Amberg
27.08.2019 - 17:01 Uhr

Alles nur Kopfsache

Goldgräber müssen sich heute nicht mehr auf den Weg nach Alaska aufmachen. Daten sammeln und daraus einen Algorithmus destillieren, das genügt, um ein erfolgversprechendes Geschäftsmodell zu entwickeln. Einfach ist aber auch das nicht.

Selbstversuch: AZ-Redakteur Michael Zeißner (rechts) hat ausprobiert, wie Brainjo als Versuchsanordnung funktionieren soll. Zu Höchstleistungen hat es nicht gereicht. Macht nichts, meinte das Start-up-Trio (von links) Christian Michael Gnerlich, Constatin Amin Demigha und Tadeu Haferbier. Es fehle noch an ausreichenden Messdaten für eine individuelle Kalibrierung. Bild: Petra Hartl
Selbstversuch: AZ-Redakteur Michael Zeißner (rechts) hat ausprobiert, wie Brainjo als Versuchsanordnung funktionieren soll. Zu Höchstleistungen hat es nicht gereicht. Macht nichts, meinte das Start-up-Trio (von links) Christian Michael Gnerlich, Constatin Amin Demigha und Tadeu Haferbier. Es fehle noch an ausreichenden Messdaten für eine individuelle Kalibrierung.

Das Latinum haben sie für ihre Hochschulabschlüsse nicht gebraucht. Ihr Start-up hat dennoch mit einer von alten Lateinern gerne als eine Weisheit verkauften Redewendung zu tun: "Mens sana in corpore sano." Interpretationen, wie dieses Zitat von dem römischen Satiriker Juvenal (1. und 2. Jahrhundert) genau zu verstehen sei, gibt es einige. Die gängigste ist, dass ein gesunder Geist nur in einem gesunden Körper wohnen kann.

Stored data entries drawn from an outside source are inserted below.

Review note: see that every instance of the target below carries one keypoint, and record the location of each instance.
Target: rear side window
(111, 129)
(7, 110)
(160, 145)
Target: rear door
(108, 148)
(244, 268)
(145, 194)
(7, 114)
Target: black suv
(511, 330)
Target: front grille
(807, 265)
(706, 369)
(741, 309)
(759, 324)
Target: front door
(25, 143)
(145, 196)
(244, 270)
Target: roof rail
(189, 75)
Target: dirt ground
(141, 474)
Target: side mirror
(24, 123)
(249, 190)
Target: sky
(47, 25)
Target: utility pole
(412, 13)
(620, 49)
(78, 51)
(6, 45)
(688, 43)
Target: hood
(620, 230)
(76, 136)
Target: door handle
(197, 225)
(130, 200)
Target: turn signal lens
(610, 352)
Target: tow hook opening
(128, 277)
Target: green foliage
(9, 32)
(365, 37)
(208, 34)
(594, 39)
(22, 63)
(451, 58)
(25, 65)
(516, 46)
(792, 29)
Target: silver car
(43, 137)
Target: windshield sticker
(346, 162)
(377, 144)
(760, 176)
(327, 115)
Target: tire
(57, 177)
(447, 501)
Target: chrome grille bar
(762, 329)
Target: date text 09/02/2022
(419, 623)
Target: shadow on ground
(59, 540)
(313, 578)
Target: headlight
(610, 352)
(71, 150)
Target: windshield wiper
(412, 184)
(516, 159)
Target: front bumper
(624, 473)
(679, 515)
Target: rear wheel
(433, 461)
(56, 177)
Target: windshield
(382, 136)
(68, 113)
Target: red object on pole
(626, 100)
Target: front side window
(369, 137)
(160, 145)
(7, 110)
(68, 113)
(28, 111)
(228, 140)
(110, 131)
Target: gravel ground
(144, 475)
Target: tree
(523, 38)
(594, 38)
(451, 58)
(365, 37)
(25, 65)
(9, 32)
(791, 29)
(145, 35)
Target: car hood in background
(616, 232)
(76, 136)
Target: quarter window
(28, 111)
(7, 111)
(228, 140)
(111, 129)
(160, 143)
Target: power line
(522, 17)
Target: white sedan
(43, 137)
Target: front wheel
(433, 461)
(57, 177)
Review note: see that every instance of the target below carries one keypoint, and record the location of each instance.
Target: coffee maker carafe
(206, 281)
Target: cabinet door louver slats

Noch allgemeiner - es geht um die Wechselwirkung zwischen einem gesunden Geist und einem gesunden Körper. Wer daraus nassforsch eine Jetztzeit-Formel der Work-Life-Balance macht, landet schnurstracks bei dem Amberger Start-up Brainjo, das verkürzt für Brain (dt.: Gehirn) und Jogging steht. Dem Trio Tadeu Haferbier (Betriebswirtschaft), Constatin Amin Demigha (Medizintechnik) und Christian Michael Gnerlich (Wirtschaftsingenieur) ist nun der erste größere Wurf gelungen.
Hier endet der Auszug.